Has anyone got an exact list of all the DWA reptiles?

http://www.defra.gov.uk/wildlife-countryside/gwd/animallist.pdf
that just covers it i think..


----------



## Fangio (Jun 2, 2007)

For some reason that link sends me to the RFUK homepage....


----------



## Trice (Oct 4, 2006)

Sorry, fixed.


----------



## SiUK (Feb 15, 2007)

theres absolutely loads of reptiles on the list hundreds


----------



## Fangio (Jun 2, 2007)

Yeah that is the entirety of what's currently on the DWAA. You've answered your own thread in the first post.:crazy:


----------



## SiUK (Feb 15, 2007)

all pit vipers and true vipers all elapids that list alone would be huge and a couple of rear fanged snakes.


----------



## Fangio (Jun 2, 2007)

SiUK said:


> all pit vipers and true vipers all elapids that list alone would be huge and a couple of rear fanged snakes.

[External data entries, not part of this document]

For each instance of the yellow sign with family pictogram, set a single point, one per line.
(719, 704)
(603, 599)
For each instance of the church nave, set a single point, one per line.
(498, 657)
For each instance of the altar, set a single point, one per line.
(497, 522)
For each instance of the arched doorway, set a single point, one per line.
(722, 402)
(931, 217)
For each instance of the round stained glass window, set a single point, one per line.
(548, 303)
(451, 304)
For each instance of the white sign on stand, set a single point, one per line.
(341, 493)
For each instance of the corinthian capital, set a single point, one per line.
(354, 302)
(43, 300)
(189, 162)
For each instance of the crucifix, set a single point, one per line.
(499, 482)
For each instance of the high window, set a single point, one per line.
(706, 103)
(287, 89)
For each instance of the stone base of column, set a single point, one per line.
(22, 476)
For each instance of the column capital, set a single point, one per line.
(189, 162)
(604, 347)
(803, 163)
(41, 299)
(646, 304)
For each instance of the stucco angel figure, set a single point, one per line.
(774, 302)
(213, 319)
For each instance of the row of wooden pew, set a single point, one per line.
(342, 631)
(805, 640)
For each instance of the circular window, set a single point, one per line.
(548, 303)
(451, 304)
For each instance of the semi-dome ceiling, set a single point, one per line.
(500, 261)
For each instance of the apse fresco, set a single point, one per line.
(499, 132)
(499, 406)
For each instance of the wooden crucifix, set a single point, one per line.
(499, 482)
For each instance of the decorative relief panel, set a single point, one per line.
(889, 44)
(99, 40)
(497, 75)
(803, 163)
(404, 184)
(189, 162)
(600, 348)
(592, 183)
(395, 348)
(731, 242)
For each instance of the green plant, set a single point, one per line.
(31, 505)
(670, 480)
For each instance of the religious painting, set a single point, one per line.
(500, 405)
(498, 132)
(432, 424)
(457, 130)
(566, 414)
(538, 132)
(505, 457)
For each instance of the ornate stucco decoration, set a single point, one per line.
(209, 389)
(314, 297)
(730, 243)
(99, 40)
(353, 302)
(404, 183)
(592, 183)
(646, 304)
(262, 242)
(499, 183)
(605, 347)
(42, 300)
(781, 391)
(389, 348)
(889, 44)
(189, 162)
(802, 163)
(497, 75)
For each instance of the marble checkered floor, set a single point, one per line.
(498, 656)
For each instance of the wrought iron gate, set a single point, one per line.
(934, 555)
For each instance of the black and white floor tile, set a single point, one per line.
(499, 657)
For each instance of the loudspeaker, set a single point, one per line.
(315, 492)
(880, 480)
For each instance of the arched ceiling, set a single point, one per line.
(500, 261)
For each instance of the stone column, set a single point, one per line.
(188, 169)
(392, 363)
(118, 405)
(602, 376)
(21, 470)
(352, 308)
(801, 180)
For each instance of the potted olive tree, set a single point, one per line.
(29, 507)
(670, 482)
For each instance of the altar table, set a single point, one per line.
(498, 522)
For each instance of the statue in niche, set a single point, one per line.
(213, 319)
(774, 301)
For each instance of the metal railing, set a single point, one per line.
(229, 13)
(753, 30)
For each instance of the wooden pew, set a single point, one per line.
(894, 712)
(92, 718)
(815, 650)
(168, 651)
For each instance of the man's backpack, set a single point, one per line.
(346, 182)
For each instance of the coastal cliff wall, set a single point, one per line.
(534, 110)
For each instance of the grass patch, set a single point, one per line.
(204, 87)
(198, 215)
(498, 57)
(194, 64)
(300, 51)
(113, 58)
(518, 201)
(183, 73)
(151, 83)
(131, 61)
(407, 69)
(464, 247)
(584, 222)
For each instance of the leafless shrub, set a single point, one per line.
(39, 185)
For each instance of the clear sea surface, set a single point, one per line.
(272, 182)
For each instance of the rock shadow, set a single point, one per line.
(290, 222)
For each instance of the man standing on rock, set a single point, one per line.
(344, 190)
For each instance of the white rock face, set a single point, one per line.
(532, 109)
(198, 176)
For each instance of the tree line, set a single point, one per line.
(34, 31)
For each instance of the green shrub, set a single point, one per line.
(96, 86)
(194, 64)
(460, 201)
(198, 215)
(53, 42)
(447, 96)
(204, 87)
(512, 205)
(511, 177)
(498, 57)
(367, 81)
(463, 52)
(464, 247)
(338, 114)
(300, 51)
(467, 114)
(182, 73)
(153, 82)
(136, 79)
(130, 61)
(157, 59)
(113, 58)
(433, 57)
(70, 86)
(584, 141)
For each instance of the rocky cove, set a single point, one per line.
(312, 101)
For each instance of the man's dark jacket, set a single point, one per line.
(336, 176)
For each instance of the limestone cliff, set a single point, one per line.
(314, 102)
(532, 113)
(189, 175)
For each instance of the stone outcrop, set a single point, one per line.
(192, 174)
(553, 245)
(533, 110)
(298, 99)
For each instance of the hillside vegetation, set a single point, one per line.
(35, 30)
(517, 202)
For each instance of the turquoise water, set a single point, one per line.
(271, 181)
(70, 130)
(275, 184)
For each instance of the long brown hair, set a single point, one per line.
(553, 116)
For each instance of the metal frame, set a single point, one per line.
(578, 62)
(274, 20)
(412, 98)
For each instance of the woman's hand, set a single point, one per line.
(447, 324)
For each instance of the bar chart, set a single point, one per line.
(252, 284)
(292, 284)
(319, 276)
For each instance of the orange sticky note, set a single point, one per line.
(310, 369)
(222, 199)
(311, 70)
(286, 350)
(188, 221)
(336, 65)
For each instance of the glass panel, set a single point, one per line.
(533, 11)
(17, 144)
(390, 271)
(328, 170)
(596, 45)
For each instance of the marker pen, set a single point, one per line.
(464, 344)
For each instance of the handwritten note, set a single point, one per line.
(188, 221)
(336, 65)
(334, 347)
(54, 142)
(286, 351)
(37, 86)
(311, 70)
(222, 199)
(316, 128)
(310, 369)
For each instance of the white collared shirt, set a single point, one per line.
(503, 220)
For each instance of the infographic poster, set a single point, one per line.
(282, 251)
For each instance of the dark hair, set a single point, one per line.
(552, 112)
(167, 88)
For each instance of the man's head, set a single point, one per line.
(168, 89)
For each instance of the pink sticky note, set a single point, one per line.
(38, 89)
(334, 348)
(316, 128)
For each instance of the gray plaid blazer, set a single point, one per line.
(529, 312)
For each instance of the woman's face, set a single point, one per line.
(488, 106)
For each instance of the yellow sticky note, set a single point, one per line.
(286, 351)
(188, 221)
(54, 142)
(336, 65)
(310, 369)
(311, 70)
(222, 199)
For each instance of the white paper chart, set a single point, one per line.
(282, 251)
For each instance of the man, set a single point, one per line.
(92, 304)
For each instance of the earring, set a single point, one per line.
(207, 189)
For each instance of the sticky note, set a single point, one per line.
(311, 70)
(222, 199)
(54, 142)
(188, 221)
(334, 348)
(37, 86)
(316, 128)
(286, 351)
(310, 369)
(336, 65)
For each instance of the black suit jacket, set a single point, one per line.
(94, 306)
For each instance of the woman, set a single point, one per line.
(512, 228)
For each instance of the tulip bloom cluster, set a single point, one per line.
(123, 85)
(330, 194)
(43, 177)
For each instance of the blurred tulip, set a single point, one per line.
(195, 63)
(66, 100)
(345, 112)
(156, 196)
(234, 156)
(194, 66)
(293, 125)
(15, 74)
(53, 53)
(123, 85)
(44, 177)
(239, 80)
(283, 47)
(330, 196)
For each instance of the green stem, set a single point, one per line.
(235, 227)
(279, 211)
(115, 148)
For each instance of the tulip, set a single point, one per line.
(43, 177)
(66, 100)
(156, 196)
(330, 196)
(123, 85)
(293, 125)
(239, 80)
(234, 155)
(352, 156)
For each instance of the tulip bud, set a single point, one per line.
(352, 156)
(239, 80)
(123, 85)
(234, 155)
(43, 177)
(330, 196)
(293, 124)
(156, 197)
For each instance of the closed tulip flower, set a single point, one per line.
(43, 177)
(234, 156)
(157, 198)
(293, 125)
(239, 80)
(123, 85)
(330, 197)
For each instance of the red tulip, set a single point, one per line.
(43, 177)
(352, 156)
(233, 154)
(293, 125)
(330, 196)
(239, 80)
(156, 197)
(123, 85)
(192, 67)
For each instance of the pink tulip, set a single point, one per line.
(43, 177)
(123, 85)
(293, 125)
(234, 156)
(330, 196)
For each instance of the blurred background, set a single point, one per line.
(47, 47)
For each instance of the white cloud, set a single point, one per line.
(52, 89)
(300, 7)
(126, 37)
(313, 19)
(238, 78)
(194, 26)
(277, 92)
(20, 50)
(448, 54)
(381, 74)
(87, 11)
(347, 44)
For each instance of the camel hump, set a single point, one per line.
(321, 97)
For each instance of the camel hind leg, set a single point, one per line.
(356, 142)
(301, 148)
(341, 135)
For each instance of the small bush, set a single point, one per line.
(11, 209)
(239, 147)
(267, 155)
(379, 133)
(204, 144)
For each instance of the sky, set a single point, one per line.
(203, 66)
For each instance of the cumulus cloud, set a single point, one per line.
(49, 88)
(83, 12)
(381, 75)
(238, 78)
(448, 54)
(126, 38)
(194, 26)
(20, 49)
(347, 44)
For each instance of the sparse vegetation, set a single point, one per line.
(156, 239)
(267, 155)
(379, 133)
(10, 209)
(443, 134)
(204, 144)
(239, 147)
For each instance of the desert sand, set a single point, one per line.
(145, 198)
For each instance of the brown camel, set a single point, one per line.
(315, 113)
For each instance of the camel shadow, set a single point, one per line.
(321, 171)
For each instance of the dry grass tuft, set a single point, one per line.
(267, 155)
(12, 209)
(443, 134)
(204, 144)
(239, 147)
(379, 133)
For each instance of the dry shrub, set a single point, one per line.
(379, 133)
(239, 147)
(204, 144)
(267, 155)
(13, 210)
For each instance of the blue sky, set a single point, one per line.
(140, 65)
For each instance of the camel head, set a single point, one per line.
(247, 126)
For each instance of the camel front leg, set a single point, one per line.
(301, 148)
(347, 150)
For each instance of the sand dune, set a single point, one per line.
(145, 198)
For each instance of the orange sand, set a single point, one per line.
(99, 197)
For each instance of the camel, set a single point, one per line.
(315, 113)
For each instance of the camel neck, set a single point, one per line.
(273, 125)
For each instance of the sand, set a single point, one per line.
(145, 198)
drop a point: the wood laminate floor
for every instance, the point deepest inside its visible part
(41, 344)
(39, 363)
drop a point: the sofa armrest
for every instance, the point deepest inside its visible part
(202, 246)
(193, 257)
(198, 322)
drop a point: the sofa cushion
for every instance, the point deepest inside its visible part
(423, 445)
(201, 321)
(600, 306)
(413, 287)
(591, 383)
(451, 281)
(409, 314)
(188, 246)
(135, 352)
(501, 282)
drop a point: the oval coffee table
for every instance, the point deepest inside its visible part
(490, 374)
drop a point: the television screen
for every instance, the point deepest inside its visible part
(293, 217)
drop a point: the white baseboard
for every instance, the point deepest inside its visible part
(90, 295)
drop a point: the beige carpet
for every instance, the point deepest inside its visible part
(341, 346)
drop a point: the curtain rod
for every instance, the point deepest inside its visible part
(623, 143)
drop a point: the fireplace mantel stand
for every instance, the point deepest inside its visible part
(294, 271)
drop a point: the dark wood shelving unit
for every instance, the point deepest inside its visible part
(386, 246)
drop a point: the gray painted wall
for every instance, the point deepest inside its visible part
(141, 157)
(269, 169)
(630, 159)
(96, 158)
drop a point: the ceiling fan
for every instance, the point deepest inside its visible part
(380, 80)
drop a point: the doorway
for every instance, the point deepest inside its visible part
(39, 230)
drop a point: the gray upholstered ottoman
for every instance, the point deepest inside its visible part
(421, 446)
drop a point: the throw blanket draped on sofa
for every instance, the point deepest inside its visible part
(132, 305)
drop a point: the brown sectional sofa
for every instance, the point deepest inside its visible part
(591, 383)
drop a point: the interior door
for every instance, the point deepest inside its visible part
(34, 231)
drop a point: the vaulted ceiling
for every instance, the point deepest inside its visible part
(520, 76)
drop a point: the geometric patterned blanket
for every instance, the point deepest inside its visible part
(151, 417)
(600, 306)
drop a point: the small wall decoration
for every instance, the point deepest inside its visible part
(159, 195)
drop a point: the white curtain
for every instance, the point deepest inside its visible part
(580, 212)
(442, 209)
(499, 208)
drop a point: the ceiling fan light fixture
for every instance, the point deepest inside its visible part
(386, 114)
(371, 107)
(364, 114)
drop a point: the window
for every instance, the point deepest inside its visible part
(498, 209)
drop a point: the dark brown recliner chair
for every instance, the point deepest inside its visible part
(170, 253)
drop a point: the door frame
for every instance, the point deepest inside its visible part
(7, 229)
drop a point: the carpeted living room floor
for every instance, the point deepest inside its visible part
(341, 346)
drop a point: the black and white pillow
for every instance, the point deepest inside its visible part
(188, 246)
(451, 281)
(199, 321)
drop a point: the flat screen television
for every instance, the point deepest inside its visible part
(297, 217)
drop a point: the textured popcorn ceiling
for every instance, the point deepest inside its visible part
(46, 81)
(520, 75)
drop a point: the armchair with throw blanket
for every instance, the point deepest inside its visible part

I'll make you a deal, I'm willing to compile a list of DWA lizards by species if you do the snakes....

It's only fair.....:lol2:


----------



## Dexter (Jun 24, 2005)

I'm glad to see elephants in that list :roll:


----------



## SiUK (Feb 15, 2007)

Fangio said:


> I'll make you a deal, I'm willing to compile a list of DWA lizards by species if you do the snakes....
> 
> It's only fair.....:lol2:


:lol2:yeh that sounds like a good deal:bash:


----------



## danjwright (Apr 11, 2007)

"Family Hominidae:
All species except those of the genus ****.
Anthropoid apes; chimpanzees, bonobos, orang-utans and gorillas."

lol, apparently it's ok to keep a human as a pet without a license then !


----------